Let it be said that that number fill-in-the-blank about parenting goes like this: you can anticipate many things, and then you’re bowled over by what should be obvious and you totally missed.
A task like sending one’s child to overnight camp for the first time offers many such learning opportunities.
Full disclosure: although I was late to the overnight camp game myself (one summer, age 16) and so not a lifelong camper-to-counselor type (counselor summer, age 18), I loved my experiences at Farm and Wilderness in Vermont. Ask my dear husband whether I really said this in the hospital on the day I gave birth to our first child (a boy): He has more F&W camps to choose from (than a girl would).
Journey’s End Farm Camp absolutely fit my ideal camp vision. I knew it from the first I heard about it (from our lovely friend and babysitter, Mim Shafer): picture small, a tiny bit ramshackle—not as in falling apart, but as in always needing a bit more TLC—busy yet unhurried in the modern day sensibility of technology or some theoretical notion about “enrichment.” Imagine animals, garden, sleeping essentially outdoors, singing, crafts, a small pond, laughing a lot, noticing what’s beautiful around you. Imagine this trusted formula untouched for decades. Leave notions of color wars or merit badges at another camp. Toss in the Quaker ethos of seeing the light in every person. You’ve got Journey’s End.

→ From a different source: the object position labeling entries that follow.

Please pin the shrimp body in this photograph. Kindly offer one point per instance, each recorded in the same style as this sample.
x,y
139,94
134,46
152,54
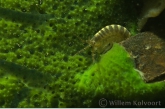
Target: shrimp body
x,y
103,39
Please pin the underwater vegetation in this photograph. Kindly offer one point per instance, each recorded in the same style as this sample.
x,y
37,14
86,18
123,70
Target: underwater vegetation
x,y
38,68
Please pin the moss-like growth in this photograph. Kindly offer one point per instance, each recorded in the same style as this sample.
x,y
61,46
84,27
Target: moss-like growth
x,y
114,77
40,55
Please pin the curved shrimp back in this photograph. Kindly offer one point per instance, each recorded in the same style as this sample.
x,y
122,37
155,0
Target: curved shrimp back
x,y
103,39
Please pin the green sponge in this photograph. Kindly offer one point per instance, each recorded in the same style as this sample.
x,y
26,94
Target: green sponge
x,y
115,77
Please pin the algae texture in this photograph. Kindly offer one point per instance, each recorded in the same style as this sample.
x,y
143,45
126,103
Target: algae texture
x,y
37,43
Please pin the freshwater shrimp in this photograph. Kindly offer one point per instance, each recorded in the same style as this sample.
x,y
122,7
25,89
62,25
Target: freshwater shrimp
x,y
103,39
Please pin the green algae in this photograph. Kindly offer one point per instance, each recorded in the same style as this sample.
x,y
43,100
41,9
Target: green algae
x,y
41,59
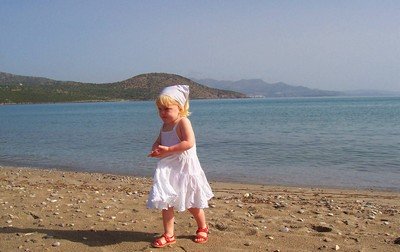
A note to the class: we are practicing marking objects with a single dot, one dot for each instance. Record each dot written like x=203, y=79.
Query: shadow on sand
x=91, y=238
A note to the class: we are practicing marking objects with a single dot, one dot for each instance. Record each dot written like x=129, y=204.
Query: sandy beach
x=50, y=210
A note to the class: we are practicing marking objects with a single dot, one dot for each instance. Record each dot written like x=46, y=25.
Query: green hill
x=25, y=89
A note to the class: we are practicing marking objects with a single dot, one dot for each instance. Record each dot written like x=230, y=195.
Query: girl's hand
x=159, y=152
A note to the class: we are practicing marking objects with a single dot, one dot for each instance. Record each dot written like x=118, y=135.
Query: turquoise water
x=333, y=142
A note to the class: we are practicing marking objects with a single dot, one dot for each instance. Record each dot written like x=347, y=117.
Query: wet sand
x=50, y=210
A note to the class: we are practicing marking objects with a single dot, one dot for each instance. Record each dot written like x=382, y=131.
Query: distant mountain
x=260, y=88
x=25, y=89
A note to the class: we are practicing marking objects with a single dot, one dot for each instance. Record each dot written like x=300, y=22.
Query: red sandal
x=201, y=238
x=168, y=240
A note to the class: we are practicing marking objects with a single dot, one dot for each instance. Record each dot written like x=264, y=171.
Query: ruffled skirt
x=179, y=182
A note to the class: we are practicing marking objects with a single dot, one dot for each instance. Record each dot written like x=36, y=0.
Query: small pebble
x=56, y=244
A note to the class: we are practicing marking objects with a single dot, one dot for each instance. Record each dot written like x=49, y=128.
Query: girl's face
x=169, y=114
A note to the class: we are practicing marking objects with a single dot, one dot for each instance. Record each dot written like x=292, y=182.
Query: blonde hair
x=165, y=101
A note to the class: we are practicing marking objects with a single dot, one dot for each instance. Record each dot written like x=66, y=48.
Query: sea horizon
x=332, y=142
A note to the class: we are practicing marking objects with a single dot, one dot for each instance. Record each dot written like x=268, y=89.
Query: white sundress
x=179, y=181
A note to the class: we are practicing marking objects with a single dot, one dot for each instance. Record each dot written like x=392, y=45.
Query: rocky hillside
x=25, y=89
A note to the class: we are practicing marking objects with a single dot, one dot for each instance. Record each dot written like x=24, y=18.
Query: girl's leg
x=168, y=221
x=200, y=217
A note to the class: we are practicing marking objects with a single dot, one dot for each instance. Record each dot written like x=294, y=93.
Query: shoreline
x=46, y=209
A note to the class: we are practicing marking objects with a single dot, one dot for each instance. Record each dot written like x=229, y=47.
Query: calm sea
x=332, y=142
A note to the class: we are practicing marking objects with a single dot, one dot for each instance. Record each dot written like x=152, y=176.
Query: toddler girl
x=179, y=180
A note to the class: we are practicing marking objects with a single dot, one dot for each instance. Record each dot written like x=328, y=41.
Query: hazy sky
x=334, y=45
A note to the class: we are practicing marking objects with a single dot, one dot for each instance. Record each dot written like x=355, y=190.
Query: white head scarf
x=179, y=93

To me, it sounded—and indeed, in its way is—a pint-sized, less polished, more eternally homespun cousin to F&W. You can start just a bit earlier than you can F&W, age seven (there aren’t many seven year-olds during any given year).
So, I was—and I think my friends and dear husband and even my mother would vouch for me—a pretty (at least relatively) cool cucumber as my little guy went off. We packed not all that much stuff, and save for a new pair of shoes and a rain jacket, it was all grungy or at least tag sale/hand-me-down acquired if new to us. We were upbeat about his going, tender when he got scared a few days before, stoic when he was chipper and ready the day of. He wasn’t going to have us contribute to any sadness, even though, honestly, letting go of my “baby” like that tugged, just a bit. His big brothers haven’t broken me in for this particular letting go. He is the pioneering overnight camper child in our family.
Like I’d wanted to do practically since that day I first gave birth nearly fifteen years earlier, I sent a few missives ahead for the first mail delivered to campers and I tucked a brief note and a tiny surprise into the duffel bag. I wrote every single day, a postcard or note, maybe sending a little something a couple of times (that is, until three days before the two-week camp ended: I sent stickers, a few beads and a string, and one of his favorite little stuffed animals I found when cleaning up).
I heard from Mim (via Facebook) a couple of days after he arrived that he was eating raw chard and making a wooden spoon and that the staff agreed with my intake description of him as “plucky.” The first letter home—a quintessential inaugural missive from camp letter—arrived a few days later (photo here). A week after that, one more—
Dear Mom, I really miss you. I am going to start a bowl. Love, Remy
His handwriting looked confident and he described something he was doing. I took it that he was happy, and mostly, two days from picking him up, could barely wait to wrap my arms around my camper. I really miss you tugged at me, just a tiny bit. Being the confident-in-you kind of mama, I did not once write that I missed him (always that I loved him, many, many hearts and such, but if he got a letter saying I missed him and he was feeling a bit tender at that moment, would my missing help? I decided it wouldn’t, not really). Besides, I knew if he was miserable, Mim would let me know, and I’d heard nothing more. I really did not worry after that one report from her; chard, a spoon, and “plucky” were all I needed.
All that said hugging my camper was as sweet a hug as I’ve ever experienced.
I loved seeing that Journey’s End was exactly as I imagined and that he was entirely as comfortable there as I’d hoped and trusted he’d be. I took a zillion photos and was also glad we’d brought Saskia along so he could show her everything (dear husband did the math: when Remy’s twelve and on his last possible summer as a Journey’s End camper, Saskia will be seven so could start).
As we were led around camp, I had that flash of realization, the thing so obvious it was the feather knocking me over: Remy’s second missive, the one that started with I really miss you? Duh, you can miss someone and be absolutely and totally happy. It’s not either/or. Happens all the time. I was so focused upon worrying (cool cucumber, pshaw) I forgot that part about missing; it isn’t necessarily a bad thing, not at all.